Asad graduated from high school at the top of his class. With a thirst for knowledge and a gift for languages, including English, he dreamed of pursuing a university education. His prospects should have looked bright indeed. But this was a country at war. And at age 20 he decided to flee for his own safety, leaving his wife and daughter behind in the only country they had ever known: Somalia.
Dreams in tow, he arrived in Thailand hoping to pursue his studies and better provide for his family. Little did he know attending school would put him at risk of arrest and indefinite detention. Thailand is not a signatory to the 1951 Refugee Convention and thus does not recognize refugees’ rights, so Asad was considered an illegal migrant. Stripped of his legal identity, he was denied access to basic services like healthcare, employment and education.
“I was disappointed and wanted to give up on pursuing my studies.”
Nonetheless, Asad persevered. Even when formal education wasn’t an option, he was determined to build his professional repertoire. That’s when he heard about Asylum Access Thailand (AAT), and in 2016 he began taking on leadership opportunities. He served as a community interpreter to help others access their potential, and gained legal skills in Thai and international law. He began providing legal consultations to empower others in the Somali refugee community who faced similar challenges.
Still, a formal education is what Asad knew he needed to advance and provide his family with the life he thought they deserved.
That’s when Asad joined the Bangkok Refugee Youth Club (BRYC), an AAT supported group that aims to expand education access for refugee youth through outreach, research and civic engagement. In April of this year, BRYC conducted a workshop for refugees interested in university study, informing them of available programs and scholarship opportunities. Several students took admissions tests for an online higher education degree program. Eight of them passed.
One of the eight accepted applicants was Asad himself.
“Through the motivational advice I received from Asylum Access Thailand and from the knowledge I gained through the Bangkok Refugee Youth Club, I gained the courage to continue pursuing my dreams. I’m now enrolled in an accredited university.”
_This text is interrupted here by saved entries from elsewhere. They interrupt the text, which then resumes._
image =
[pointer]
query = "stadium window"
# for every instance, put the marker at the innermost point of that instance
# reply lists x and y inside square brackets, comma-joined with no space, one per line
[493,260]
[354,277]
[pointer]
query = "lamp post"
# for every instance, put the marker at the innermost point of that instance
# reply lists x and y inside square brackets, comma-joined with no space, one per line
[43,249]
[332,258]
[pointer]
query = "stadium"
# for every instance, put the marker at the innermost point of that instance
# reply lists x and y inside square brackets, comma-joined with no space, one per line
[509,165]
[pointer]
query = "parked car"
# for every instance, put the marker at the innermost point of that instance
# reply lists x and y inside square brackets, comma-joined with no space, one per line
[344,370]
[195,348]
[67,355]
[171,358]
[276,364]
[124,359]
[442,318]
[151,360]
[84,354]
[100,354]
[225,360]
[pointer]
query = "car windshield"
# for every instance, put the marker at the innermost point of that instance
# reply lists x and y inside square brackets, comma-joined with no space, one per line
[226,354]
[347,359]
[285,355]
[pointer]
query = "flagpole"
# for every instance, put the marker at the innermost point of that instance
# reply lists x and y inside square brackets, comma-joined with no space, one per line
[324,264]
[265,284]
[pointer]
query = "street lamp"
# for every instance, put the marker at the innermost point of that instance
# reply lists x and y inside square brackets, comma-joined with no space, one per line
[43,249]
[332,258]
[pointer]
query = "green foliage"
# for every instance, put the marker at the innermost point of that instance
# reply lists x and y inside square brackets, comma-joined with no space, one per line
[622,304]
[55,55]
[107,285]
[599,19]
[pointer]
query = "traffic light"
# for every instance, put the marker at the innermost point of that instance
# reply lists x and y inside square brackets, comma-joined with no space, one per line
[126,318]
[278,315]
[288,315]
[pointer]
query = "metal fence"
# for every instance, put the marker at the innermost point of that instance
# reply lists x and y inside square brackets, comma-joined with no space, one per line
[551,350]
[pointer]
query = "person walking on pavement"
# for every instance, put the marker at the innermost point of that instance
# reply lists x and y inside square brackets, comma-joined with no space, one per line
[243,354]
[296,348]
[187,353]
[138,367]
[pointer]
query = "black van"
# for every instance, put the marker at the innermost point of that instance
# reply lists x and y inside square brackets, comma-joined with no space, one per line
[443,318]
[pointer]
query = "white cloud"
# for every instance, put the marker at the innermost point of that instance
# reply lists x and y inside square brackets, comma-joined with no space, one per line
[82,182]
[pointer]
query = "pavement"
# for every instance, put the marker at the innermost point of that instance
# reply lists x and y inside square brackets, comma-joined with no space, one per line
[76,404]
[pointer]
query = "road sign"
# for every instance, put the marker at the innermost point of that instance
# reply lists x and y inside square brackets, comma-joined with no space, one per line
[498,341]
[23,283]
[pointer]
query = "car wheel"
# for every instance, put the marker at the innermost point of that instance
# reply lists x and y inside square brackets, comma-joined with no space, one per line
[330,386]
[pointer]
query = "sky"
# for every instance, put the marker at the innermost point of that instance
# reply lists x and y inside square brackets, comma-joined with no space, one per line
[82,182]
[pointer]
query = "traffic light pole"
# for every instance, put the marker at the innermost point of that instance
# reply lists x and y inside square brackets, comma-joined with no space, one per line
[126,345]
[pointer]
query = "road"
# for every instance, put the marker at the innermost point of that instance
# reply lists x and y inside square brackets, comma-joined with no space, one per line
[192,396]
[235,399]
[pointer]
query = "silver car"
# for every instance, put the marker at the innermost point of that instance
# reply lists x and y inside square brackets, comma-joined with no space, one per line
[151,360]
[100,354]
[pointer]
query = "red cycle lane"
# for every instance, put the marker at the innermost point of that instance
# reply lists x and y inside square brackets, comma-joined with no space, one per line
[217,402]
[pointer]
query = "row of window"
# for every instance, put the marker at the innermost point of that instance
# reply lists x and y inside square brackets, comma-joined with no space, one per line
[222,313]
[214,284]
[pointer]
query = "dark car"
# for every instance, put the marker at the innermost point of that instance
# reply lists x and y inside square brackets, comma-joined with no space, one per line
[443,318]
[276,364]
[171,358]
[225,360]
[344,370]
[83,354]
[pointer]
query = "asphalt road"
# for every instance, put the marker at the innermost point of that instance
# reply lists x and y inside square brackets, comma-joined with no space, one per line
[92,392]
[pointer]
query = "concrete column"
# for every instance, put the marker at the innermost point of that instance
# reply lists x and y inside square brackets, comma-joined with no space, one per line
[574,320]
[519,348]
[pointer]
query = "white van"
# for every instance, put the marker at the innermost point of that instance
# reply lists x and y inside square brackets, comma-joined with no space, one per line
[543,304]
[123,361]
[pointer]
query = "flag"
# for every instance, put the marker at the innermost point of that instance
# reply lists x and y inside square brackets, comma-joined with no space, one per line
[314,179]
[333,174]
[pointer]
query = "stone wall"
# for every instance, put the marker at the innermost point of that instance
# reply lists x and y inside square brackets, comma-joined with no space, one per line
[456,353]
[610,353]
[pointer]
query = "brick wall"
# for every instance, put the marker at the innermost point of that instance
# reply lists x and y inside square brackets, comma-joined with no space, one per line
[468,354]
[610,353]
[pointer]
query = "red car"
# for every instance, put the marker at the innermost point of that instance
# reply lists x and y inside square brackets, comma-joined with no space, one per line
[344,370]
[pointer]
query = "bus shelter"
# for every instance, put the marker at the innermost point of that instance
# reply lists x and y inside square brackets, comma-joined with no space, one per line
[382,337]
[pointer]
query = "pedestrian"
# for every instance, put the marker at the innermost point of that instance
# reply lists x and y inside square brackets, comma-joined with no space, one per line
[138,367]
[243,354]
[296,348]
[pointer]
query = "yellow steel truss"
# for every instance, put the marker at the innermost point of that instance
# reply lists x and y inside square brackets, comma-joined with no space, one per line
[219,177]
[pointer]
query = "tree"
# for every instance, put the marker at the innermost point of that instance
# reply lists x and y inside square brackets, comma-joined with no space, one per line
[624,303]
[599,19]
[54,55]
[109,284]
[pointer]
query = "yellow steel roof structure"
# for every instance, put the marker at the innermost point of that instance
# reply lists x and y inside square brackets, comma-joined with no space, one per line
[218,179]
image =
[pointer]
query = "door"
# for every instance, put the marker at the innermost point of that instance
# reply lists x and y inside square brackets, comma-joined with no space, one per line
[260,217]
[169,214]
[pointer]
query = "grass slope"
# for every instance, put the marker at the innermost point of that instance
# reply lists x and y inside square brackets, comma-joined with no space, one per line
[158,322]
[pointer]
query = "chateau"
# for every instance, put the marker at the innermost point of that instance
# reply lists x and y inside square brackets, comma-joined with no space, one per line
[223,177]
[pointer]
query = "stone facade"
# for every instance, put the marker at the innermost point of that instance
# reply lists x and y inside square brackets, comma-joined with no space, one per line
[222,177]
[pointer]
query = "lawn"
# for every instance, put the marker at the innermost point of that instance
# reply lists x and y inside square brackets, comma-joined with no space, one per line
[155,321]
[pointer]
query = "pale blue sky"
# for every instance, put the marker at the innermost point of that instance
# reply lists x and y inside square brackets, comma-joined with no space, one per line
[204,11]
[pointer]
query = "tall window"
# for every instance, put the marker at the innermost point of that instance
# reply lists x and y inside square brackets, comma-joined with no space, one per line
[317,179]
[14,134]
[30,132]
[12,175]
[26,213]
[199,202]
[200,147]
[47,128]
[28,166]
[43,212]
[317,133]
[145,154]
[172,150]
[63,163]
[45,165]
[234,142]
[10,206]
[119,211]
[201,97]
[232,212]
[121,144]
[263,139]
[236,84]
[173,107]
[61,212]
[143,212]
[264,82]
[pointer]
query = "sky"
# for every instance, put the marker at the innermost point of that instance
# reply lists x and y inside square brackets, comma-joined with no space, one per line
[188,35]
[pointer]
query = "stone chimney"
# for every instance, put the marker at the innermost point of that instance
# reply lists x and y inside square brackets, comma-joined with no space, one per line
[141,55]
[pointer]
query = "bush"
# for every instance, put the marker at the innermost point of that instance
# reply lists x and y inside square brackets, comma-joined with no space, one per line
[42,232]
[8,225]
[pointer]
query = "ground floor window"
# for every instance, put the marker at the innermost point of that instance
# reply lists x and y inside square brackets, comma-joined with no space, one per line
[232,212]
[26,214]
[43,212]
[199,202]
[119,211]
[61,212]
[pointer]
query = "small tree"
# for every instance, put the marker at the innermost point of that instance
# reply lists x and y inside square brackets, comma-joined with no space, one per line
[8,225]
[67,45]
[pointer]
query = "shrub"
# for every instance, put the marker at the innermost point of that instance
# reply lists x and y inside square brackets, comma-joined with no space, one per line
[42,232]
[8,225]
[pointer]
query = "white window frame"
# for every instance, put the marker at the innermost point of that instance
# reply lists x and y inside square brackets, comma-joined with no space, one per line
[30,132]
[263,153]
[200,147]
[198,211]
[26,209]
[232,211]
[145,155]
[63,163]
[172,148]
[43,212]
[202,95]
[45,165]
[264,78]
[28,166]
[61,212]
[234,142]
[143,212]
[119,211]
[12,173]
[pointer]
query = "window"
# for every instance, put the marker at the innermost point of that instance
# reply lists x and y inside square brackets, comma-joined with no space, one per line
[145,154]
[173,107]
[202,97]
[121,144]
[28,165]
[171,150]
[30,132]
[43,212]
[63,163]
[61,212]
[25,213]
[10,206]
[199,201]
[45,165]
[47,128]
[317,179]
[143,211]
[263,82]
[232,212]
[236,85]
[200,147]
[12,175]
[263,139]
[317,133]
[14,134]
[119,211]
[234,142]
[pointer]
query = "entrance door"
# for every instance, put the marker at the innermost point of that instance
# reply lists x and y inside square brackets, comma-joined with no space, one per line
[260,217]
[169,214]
As remarkable as it is, Asad’s story is not uncommon. Individuals who flee violence and persecution — and often with it, their jobs and degrees — for a more secure life, find themselves with few options to prosper in their new homes. However, when refugees like Asad have a platform to use their voice and advocate for their rights, they can rebuild their lives and make a difference in their communities.
Asad has now been reunited with his wife and daughter in Thailand, and is studying at the University of the People, an online tuition-free college. He currently awaits refugee status determination. Using his voice, he continues to empower others in his community to realize their dreams just as he did. In his refusal to give up, and in using his talents to unlock others’ potential, he became the author of his own destiny.
To protect the privacy of our refugee partners, photographs and names have been changed in this story.